Endemic Burkitt’s lymphoma—all cells of this common malignancy of children in areas of Africa and New Guinea carry the EBV genome. A cofactor, hyperendemic malaria, explains the unusual geographical distribution of the high incidence disease. Presentation is with jaw and other tumours, peripheral lymph nodes and spleen are spared, and progression to death is rapid. Cyclophosphamide treatment is remarkably effective.

Other forms of Burkitt’s lymphoma—a sporadic type occurs at low incidence worldwide. This is EBV-positive in only a few cases; jaw tumours are rare and lymph nodes are involved; response to treatment is poor—combination therapy is required, and survival after relapse is uncommon. Another form, EBV-positive in 30 to 40% of cases, occurs in AIDS patients.

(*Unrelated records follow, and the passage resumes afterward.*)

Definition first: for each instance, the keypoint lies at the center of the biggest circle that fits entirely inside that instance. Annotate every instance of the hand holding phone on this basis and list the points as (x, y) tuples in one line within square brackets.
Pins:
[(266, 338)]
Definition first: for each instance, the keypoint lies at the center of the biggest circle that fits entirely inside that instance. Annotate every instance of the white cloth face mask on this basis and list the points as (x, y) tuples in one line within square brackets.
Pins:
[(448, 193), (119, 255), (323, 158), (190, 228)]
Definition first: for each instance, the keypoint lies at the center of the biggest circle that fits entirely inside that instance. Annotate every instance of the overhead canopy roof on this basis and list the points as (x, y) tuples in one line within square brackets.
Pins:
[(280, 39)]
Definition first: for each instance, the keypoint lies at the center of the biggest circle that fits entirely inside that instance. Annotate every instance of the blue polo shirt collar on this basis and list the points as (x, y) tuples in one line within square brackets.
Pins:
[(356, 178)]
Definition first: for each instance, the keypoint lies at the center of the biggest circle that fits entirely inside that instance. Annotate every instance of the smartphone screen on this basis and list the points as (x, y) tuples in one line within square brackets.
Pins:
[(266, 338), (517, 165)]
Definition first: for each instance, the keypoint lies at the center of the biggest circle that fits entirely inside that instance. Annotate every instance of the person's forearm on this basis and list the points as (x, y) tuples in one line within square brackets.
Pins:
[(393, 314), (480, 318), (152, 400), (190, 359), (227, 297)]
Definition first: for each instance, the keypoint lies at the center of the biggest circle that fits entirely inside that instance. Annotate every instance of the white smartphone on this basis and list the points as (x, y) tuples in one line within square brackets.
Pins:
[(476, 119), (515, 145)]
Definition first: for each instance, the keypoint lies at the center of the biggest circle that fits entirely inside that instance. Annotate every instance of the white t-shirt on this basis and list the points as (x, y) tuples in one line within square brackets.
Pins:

Other lymphomas—where immune cell control over EBV is impaired in immunosuppressed transplant recipients or long-term AIDS patients, expansions of EBV-transformed B cells can occur as acute polyclonal lymphoproliferative lesions or later monoclonal large cell lymphomas. In transplant patients the first treatment is to reduce immunosuppressive therapy. EBV is also linked to Hodgkin’s lymphoma, with the virus genome present in the Reed–Sternberg and mononuclear tumour cells in some 30 to 40% of cases.

Other malignancies and conditions associated with EBV

Undifferentiated nasopharyngeal carcinoma—this epithelial tumour is most common in southern Chinese and Inuit people, and is EBV genome-positive in all cases. Besides virus infection, dietary, genetic, and perhaps herbal remedy cofactors are involved. Radiotherapy is the treatment of choice.

EBV has more tenuous links with salivary gland tumours, some gastric carcinomas, rare smooth muscle tumours of the immunosuppressed, and certain nasal T and NK lymphomas. The nonmalignant lesions of oral hairy leukoplakia in HIV patients are interesting because the squamous epithelial cells forming them are driven by replicating EBV.